– Берите мешок и проваливайте! – мужчина попытался говорить уверенным тоном, но его голос дрогнул. Черти синхронно подняли головы и устремили на него свои пылающие глаза. Один из чудовищ поднял мешок за веревку, привязанную к мальчишке, и зловеще улыбнулся, оголив узкие длинные зубы.

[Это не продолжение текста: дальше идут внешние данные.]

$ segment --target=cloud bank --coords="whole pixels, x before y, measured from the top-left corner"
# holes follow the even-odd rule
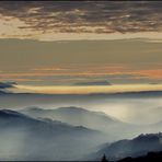
[[[48,37],[54,33],[162,32],[161,8],[160,1],[1,1],[1,30],[15,27],[14,36],[23,33],[24,37],[39,34]],[[7,37],[9,33],[1,35]]]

– Это чтобы пацан не ушел до сделки, – попытался объяснить человек, но, видимо, черти знали помыслы смертного. Не раздумывая, существа схватили мешок с мальчиком и попятились в темный угол. Павел ощутил, как веревка, завязанная на поясе, начала тянуть в сторону. Второй мешок, в котором должна находиться его дочь, по-прежнему был в лапах одного из них. Черти рассредоточились по комнате и, на полусогнутых, принялись вертеться вокруг мужчины, не сводившего глаз с чудовищ, державших мешок.
– Я все сделал как вы просили! Все выполнил! – заорал он, оглядываясь на окружавших его, обросших шерстью, монстров. Некоторые заскочили на стол и принялись хватать приготовленную для них еду, другие – бросились к двери, а следом за ними торопливо двигались черти с мешками, в которых беспомощно вопили дети. Долгих три года Павел не слышал голоса своей Кати, а сейчас он доносился из мешка в считаных метрах. Его дочь звала на помощь. «Пора!» – промелькнуло в голове и отец, вскинув ружье, открыл беглый огонь по черному силуэту. Чтобы ни в коем случае не задеть картечью ребенка – охотник целился в ноги монстра. Раздался грохот, мелькнула вспышка, и жертва скрылась за повисшими перед глазами белыми пятнами. Охотник, привыкший к темноте, был ослеплен. Он слышал топот чертей, лязг засова входной двери и ощущал, как в помещение хлынул ледяной воздух. Постепенно глаза начали различать детали интерьера и метавшихся по всюду существ. В двустволке был еще один патрон, который Павел мог использовать. Он вскинул ружье, чтобы выстрелить в очередную фигуру, появившуюся впереди, но вдруг осекся.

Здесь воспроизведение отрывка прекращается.